''Brudny układ'' p.m.gcollins_autor
✧ Wielokrotnie mówiłam, że ten rok rozpieszczał mnie bardzo fajnymi debiutami. Nie byłoby w tym nic dziwnego, gdyby nie duet, o którym chcę Wam dziś powiedzieć kilka słów. Czy będzie to optymistyczna wypowiedź? Przekonajcie się sami...
✧ ''Brudny układ'' to debiutancka powieść, w której dwudziestosiedmioletnia Livia Collins postanawia zacząć nowe życie po bolesnym rozstaniu i przeprowadziwszy się do Nowego Jorku, gdzie zamieszkuje u swojej przyjaciółki. Niespodziewanie idzie na rozmowę o pracę i poznaje swojego przystojnego oraz wpływowego szefa. Od pierwszego spotkania zaczyna rodzić się między nimi ogromna chemia, ale wraz z rozwijającym się romansem pojawia się też coraz większe zagrożenie.
Czy Nowy Jork będzie dla niej odpowiednim miejscem, w którym znajdzie szczęście? Kim tak naprawdę jest Harvey Davis? Jakie tajemnice skrywa? Czy Livia odkryje prawdę i w jaki sposób to wpłynie na jej życie?
✧ Początek opowieści zapowiadał się dość banalnie. Decydując się na napisanie opini dla tej historii spodziewałam się strzału różnych emocji... Niestety, ale poczułam pierwszy raz od dłuższego czasu zawód. O ile styl pisarski debiutantki jest w porządku, o tyle miałam wrażenie, że historia Livi miałabyć lepszą wersją Grey'a. Mówiąc wprost, nie mogę Wam polecić tej powieści. Co więcej, pisząc o niej chcę być szczera z czytelnikami, aby nikt nie poczuł się w żaden sposób skrzywdzony i oszukany. Jeżeli zdecydujecie się mimo wszystko sięgnąć po ten debiut zrobicie, to na własną odpowiedzialność.
✧ Fabuła: Zarys fabuły dla tej powieści był ciekawy i myślę, że gdyby został odpowiednio poprowadzony ta lektura byłaby na naprawdę dobrym poziomie.
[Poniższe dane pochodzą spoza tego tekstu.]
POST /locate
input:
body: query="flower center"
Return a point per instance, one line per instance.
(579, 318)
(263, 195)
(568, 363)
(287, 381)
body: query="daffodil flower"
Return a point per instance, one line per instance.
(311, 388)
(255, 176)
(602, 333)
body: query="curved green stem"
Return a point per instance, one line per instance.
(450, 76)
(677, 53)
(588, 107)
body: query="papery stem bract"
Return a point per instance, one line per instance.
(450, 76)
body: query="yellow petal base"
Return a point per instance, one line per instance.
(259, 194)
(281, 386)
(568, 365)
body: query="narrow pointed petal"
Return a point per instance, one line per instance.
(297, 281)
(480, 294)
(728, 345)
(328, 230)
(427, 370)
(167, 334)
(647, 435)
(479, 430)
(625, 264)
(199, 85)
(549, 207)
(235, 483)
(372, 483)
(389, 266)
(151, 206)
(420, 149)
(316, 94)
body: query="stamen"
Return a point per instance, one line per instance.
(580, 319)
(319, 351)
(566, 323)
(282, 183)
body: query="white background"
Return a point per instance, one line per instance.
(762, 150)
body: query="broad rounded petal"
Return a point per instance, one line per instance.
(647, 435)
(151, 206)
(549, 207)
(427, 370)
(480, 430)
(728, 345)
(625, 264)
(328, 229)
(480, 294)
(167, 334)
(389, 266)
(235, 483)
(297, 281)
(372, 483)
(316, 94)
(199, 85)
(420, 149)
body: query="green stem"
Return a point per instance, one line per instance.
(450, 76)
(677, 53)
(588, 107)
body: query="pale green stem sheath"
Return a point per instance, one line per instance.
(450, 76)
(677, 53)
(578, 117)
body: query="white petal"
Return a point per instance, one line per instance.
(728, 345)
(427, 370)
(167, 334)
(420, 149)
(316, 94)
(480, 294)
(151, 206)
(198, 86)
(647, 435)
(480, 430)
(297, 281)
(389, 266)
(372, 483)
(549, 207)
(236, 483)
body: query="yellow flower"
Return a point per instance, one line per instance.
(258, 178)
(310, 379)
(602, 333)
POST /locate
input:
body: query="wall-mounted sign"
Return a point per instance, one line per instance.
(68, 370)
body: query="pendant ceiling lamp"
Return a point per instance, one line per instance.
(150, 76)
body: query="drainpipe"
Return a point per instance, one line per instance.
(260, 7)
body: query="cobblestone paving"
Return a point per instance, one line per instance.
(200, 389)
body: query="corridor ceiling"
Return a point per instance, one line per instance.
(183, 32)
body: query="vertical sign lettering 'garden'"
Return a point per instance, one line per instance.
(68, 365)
Druga sprawa: erotyka. Nie mam z nią problemu, ale powinna ona być tylko dodatkiem do historii, a pomiędzy nią powinna toczy się jakaś opowieść. Tu niestety takiego zabiegu nie było, więc książka stawała się nużąca i monotonna. Kolejny aspekt, który mi przeszkadzał, to płynność między wątkami. Nie dostrzegłam jej niestety. Wszystkie wątki zlewały się ze sobą i nie czytało się tego dobrze.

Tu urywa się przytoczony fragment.